Associations between vaccination and the post-acute sequelae of SARS-CoV-2 infection, stratified by age groups and sex (n = 1596). Post-acute sequelae of SARS-CoV-2 were defined as the presence of fatigue, difficulty concentrating or memory loss, loss of or change in smell, loss of or change in taste, shortness of breath, and headache. These six cardinal symptoms were chosen to characterize persistent symptoms in long-COVID patients based on previous studies on the prevalence of symptoms more than 6 months after an infection.1 Participants answering (“Prefer not to answer”) were not included in this analysis (n = 8). Participants reporting never having symptoms were not included in this analysis of post-acute sequelae of SARS-CoV-2. Participants received the COVID-19 vaccine (mRNA-1273) of Moderna in 60.7% of cases, and the Comirnaty® (BNT162b2) vaccine of Pfizer/BioNTech in 38.5% of cases. Participants answered the survey on average 250.3 ± 72.1 days from their infection (257.8 ± 70.9 days for vaccinated versus 243.2 ± 72.5 days for non-vaccinated) and on average 40.3 ± 29.2 days after vaccination (range from 0 to 183 days, median 37 days, IQR 19–57). OR: odds ratios; CI: confidence interval. Odds ratios were adjusted for time for infection, age, sex, smoking, and the following comorbidities present prior to the infection: overweight or obese, hypertension, respiratory disease, cardiovascular disease, diabetes, migraine, tension headache, sleeping disorder, anxiety, depression, hypothyroidism, anemia, and chronic fatigue.
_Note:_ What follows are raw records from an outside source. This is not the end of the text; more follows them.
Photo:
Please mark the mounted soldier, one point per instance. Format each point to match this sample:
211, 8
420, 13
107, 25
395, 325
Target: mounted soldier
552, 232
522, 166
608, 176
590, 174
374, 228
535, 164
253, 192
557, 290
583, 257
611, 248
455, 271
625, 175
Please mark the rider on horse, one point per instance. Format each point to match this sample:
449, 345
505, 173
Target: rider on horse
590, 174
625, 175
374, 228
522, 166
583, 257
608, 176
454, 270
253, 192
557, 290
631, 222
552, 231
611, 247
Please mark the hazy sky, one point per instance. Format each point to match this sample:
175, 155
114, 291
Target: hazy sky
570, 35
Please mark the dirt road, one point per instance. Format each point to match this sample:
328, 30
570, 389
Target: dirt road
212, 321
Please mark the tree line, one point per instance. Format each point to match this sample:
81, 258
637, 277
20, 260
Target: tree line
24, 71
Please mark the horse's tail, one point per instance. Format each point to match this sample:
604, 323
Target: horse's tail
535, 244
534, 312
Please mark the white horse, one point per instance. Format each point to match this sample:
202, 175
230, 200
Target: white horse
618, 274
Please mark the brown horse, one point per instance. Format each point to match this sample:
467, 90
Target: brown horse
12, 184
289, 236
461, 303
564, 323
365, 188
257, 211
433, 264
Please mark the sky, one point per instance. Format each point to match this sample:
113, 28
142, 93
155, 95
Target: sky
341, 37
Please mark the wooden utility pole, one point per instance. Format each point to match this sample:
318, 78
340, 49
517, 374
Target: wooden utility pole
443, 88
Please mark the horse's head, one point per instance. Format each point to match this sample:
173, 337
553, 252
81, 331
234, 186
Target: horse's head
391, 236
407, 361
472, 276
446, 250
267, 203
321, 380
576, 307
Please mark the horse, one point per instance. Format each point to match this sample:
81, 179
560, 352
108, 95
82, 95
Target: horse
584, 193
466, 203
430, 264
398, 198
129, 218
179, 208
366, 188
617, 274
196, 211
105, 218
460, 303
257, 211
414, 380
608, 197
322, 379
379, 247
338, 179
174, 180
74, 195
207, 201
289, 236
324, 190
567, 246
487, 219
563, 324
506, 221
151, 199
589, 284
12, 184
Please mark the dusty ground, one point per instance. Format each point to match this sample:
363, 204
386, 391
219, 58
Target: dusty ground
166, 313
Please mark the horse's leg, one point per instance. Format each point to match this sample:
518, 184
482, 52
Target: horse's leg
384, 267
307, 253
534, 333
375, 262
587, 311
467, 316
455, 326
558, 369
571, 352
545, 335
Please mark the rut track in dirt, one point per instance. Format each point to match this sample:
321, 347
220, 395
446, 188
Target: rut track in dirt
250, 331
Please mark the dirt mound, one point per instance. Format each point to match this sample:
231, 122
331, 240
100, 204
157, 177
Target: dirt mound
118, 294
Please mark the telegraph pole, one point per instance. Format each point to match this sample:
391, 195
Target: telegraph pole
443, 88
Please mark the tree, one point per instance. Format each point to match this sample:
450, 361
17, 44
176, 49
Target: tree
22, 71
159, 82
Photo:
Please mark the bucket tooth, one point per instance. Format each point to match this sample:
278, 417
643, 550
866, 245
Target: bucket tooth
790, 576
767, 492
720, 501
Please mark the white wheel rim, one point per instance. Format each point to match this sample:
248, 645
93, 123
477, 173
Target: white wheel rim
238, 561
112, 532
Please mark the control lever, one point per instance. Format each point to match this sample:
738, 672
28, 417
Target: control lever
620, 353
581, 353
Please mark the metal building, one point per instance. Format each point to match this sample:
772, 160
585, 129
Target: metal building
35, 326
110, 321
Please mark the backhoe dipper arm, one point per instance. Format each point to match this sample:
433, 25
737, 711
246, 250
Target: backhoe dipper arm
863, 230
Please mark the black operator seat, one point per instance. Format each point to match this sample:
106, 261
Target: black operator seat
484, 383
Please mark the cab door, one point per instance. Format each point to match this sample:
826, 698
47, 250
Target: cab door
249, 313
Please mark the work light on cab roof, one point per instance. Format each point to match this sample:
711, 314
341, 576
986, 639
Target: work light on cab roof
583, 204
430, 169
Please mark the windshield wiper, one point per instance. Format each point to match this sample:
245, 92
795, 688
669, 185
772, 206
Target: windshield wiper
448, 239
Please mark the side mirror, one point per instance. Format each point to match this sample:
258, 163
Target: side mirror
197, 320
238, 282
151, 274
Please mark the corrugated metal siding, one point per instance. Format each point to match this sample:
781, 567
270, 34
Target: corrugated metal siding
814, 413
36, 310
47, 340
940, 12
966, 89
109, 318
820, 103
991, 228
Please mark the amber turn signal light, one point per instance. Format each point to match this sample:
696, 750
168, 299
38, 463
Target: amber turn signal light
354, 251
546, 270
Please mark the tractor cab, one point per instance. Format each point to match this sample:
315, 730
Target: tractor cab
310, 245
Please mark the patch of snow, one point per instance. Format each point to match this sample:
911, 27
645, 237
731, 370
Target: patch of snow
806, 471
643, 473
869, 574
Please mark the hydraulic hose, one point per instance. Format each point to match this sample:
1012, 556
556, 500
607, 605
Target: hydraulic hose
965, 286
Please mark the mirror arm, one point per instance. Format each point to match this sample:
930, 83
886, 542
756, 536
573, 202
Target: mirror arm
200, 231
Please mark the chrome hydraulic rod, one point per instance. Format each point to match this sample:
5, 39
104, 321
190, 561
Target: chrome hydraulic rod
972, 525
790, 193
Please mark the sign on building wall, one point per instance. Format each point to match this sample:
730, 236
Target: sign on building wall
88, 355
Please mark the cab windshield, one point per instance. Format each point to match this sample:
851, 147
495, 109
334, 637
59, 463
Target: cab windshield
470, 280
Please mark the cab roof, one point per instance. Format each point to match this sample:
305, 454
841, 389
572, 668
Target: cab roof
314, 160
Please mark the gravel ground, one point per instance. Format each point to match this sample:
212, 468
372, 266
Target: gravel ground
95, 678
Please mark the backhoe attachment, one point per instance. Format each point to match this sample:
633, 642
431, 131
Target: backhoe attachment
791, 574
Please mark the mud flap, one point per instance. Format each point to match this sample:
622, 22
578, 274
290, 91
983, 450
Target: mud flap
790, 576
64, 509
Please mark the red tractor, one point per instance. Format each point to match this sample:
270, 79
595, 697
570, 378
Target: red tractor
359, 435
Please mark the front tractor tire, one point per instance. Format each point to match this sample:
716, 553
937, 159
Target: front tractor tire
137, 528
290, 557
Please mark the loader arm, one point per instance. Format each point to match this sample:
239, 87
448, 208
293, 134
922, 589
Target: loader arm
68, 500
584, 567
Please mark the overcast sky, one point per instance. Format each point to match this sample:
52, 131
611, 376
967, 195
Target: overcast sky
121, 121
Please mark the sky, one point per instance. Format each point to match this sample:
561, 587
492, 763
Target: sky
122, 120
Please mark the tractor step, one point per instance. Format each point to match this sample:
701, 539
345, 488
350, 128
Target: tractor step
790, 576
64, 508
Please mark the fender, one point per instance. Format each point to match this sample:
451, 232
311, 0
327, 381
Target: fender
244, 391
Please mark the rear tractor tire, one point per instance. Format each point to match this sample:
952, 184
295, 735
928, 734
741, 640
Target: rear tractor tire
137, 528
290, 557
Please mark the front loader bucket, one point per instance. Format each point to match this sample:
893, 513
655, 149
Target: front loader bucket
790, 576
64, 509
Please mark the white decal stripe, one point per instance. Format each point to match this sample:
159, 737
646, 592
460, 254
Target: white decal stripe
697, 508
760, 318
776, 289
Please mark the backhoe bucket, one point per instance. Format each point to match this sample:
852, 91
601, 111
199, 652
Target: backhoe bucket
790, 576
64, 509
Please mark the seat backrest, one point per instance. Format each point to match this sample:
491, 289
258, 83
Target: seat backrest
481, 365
Vaccination was associated with a decreased prevalence of post-acute sequelae of SARS-CoV-2 infection compared to no vaccination. A recent study2 had shown similar results on a smaller scale (n = 36), and a pre-print with 900 participants3 showed improvement in 56.7% of cases post-vaccination, versus worsening (18.7%) and stability (24.6%). Another pre-print with 545 infected individuals showed that vaccination lowered symptom severity at 120 days.5 Postulated hypotheses include the potential correction of dysregulated immune or inflammatory responses, or the possible elimination of persisting viruses or viral remnants of SARS-CoV-2.6

Our study includes several limitations. It is challenging to attribute symptom improvement to vaccination versus other concomitant factors, with a potential indication bias if more symptomatic individuals preferred to withhold vaccination. To mitigate this potential bias, we adjusted for comorbidities and included only individuals with new symptoms post-infection. Also, while we cannot formally exclude indication bias, and specific new symptoms post-vaccination, we found no association between having symptoms prior to vaccination (at the time of testing) and vaccination rates. This suggests that more symptomatic participants were not more likely to get vaccinated (data not shown). Vaccinated participants also had a slightly longer time interval between the infection and the survey (14 days on average), mitigated by adjusting for time from infection. Finally, while our study is to date one of the largest, it lacked power for some stratified analyses, such as the impact of one vaccination dose. While acknowledging these limitations, we believe that the strength of the association, as well as a dose-response effect, could support a causal association, in addition to possible biological rationales evoked recently.6 If confirmed, this would mean that vaccination not only prevents infection but also can potentially improve post-acute sequelae of SARS-CoV-2.